The rupee has been falling for months, losing 17.3 per cent of its value vis-a-vis the dollar since September. Many observers have come to believe that there is little reason to suppose that the rupee will recover before as late as March next year. The Reserve Bank of India (RBI), meanwhile, insists its mandate is merely to minimise volatility in the foreign exchange market, and not to defend the value of the rupee. While sensible in theory, in practice this is clearly beginning to show some flaws. A serious question needs to be raised: does this continuing precipitous decline reflect a sense taking hold in global markets that the rupee, the worst-performing currency in Asia this year, is a safe one-way bet?
The rupee market is still thin, and not invulnerable to speculative action. In the presence of one-way bets, speculation can create a vicious cycle, making a falling rupee a self-fulfilling prophecy. The reason the RBI was given the mandate to manage volatility was that while the decision was taken, for the best of reasons, to allow the rupee to float, it was nevertheless known that a key purpose of regulation is to manage the impact that speculation can have on the real economy. That producers are now feeling the pinch is obvious; while net exporters, like information technology firms, are happy, an extensive array of companies with foreign-currency borrowing are being hit, as are those globalised companies that import a good deal of their inputs. No regulator should act merely to insulate market participants from the negative consequences of a business decision. But the purpose of regulation, in this case, is to ensure that markets function properly — and for financial markets, that they do not dash off uncontrolled by a concern for fundamentals.
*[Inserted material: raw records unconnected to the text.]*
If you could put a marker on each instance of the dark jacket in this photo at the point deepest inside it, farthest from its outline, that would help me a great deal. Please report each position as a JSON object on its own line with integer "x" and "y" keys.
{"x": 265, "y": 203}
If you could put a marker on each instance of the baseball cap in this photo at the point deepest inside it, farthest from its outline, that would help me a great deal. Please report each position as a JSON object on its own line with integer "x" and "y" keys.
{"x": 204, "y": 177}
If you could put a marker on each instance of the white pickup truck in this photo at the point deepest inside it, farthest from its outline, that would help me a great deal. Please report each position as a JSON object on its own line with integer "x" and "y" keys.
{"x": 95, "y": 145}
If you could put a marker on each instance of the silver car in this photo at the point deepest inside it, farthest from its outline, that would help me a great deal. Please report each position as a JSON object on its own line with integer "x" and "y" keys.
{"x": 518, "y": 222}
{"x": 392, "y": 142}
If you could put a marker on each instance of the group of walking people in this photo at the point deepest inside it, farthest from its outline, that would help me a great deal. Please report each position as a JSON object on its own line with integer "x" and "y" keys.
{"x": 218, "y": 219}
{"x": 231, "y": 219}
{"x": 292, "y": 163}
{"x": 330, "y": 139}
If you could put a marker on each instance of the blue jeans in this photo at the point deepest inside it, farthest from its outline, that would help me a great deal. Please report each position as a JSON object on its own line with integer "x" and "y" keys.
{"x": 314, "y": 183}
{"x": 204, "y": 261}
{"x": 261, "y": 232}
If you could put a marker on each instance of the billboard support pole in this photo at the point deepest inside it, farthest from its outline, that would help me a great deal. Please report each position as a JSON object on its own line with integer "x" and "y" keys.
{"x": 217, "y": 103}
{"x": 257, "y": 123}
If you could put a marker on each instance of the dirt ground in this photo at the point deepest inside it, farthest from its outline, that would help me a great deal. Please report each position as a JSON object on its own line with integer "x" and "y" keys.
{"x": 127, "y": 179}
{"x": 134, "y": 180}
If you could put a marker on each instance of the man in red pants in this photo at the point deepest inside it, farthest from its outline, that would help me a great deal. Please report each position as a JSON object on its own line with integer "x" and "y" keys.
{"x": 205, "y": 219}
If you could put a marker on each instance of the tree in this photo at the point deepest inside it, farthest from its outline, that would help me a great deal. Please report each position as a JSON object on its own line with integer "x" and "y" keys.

Yet, in its attitude to the rupee fall, the RBI has chosen to appear weak, a cardinal sin for a regulator. The belief is becoming universal that it could not affect or arrest a slide of significant proportions, even if it wished to; this further empowers speculators. Statements like that from the chairman of the Prime Minister’s Economic Advisory Council, C Rangarajan, indicating that the RBI is helpless, add to the damage.
The point of a well-functioning financial market is that participants should never be faced with a one-way bet. There is little chance, then, of prices – in this case, the rupee exchange rate – finding their true value. The RBI stayed out of the foreign exchange market for nine months, leading participants to believe that it was incapable of intervening. Yet unless it does so occasionally, people will not be properly wary of taking positions, and insufficiently thoughtful about the positions they take. Like inflation targeting, regulating a floating currency is all about managing expectations. The RBI cannot manage expectations if it appears helpless. The game is psychological; it must be prepared to play the game well. And to play the game well, it has to show that it’s willing to play the cards it has.